Trigonometric Identity Proof: v cosδ = V(1-cosβ) + u cos(α-β)

[SP90]

Homework Statement

Given the following two triangles:

Show that v \cos{\delta} = V(1-\cos{\beta})+u\cos(\alpha - \beta)

The Attempt at a Solution

Using the cosine law I've got:

v^{2}=x^{2}+V^{2}-2xV\cos{(\theta + \beta)}
and u^{2}=x^{2}+V^{2}-2xV\cos{(\theta)}

I figured maybe using the rule for \cos{(A+B)}=\cos{(A)}\cos{(B})-\sin{(A)}\sin{(B)} would work, but that leads to introducing sines, which seems like it would get messy, especially since there are no sines in the solution.

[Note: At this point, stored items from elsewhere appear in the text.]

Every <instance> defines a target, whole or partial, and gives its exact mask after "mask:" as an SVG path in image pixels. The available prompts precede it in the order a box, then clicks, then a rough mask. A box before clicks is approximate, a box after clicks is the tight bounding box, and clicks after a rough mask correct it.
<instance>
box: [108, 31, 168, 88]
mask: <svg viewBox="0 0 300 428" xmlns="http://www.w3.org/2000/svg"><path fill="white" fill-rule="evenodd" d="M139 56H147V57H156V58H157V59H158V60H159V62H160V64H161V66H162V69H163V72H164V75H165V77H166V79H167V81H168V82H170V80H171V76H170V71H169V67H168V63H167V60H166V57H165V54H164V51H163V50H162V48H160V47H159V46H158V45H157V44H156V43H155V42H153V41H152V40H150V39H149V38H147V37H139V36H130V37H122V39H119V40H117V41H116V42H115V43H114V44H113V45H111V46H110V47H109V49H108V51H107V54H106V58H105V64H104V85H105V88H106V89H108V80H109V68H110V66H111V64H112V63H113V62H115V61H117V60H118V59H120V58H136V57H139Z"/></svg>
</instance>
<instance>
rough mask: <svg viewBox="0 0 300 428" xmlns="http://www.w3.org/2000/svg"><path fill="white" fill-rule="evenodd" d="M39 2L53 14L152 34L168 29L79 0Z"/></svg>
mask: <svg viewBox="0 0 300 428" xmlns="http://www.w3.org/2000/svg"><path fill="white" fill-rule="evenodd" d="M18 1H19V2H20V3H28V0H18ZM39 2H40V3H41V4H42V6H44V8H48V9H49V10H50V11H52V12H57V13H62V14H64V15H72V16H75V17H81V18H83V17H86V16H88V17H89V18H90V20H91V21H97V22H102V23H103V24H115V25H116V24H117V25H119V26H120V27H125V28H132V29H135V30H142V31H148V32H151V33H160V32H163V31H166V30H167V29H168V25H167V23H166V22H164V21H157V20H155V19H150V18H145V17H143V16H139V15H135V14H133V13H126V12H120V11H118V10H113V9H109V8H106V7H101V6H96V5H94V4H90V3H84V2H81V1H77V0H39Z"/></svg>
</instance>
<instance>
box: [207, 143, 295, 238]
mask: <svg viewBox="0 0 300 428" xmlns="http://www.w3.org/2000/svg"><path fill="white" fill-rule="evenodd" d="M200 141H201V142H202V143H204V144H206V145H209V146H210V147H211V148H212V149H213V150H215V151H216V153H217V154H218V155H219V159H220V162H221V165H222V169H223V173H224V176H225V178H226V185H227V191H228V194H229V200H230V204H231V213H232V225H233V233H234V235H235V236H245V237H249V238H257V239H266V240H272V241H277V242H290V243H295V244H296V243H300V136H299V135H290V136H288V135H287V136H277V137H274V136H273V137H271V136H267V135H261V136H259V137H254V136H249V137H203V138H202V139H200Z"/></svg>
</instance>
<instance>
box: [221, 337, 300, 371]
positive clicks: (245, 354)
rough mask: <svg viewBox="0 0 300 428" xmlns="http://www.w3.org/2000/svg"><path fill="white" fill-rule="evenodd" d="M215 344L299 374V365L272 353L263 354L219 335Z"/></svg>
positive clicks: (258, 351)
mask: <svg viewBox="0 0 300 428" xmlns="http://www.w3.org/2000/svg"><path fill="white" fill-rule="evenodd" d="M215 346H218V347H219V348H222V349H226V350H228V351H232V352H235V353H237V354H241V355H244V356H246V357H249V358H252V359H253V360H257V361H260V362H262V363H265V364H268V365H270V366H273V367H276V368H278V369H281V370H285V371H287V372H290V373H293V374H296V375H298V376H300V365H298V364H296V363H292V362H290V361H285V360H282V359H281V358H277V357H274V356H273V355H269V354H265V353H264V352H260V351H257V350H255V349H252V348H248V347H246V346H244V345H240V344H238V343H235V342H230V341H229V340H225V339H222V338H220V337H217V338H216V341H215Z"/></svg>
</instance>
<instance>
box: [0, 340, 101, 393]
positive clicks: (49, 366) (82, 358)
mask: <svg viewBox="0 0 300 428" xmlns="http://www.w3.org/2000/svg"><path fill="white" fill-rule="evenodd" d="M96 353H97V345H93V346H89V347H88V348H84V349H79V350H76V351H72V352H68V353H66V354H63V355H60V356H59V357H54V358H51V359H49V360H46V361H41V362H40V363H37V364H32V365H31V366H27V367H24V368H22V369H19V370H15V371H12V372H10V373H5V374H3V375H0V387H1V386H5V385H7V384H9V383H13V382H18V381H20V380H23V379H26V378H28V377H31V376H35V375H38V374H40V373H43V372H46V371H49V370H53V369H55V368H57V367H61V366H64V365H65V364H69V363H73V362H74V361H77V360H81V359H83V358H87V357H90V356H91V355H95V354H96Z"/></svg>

I'm not sure how to proceed here. I'm confused where the 1 would come from unless going through \cos^{2}{x}+\sin^{2}{x}=1, but that makes no sense as the other terms aren't squared.

Any help or direction on this would be appreciated.

 

[SP90]

This is now solved. It can be solved by extending the left triangle to a right-angled triangle, with a base of V+k (hence where the single V comes from). Then \cos{\delta}=V+k

k is given by x \cos{(\pi-(\theta + \beta))}=-x \cos({\theta + \beta}).

Using the cosine sum rule I stated above, you can split this out. Then using the sine rule u \sin{\alpha}=x \sin{\theta} you get k=u\sin{\alpha}\sin{\beta}-x\cos{\theta}\cos{\beta}

You then use \sin{\alpha}{\beta}=cos({\alpha - \beta})-cos{\alpha} \cos{\beta}

This leaves you with v \cos{\delta} = V + u \cos({\alpha - \beta}) - \cos{\beta}(u\cos{\alpha}+x\cos{\theta})

The right hand bracket defines V (draw a diagram) and this solves the problem.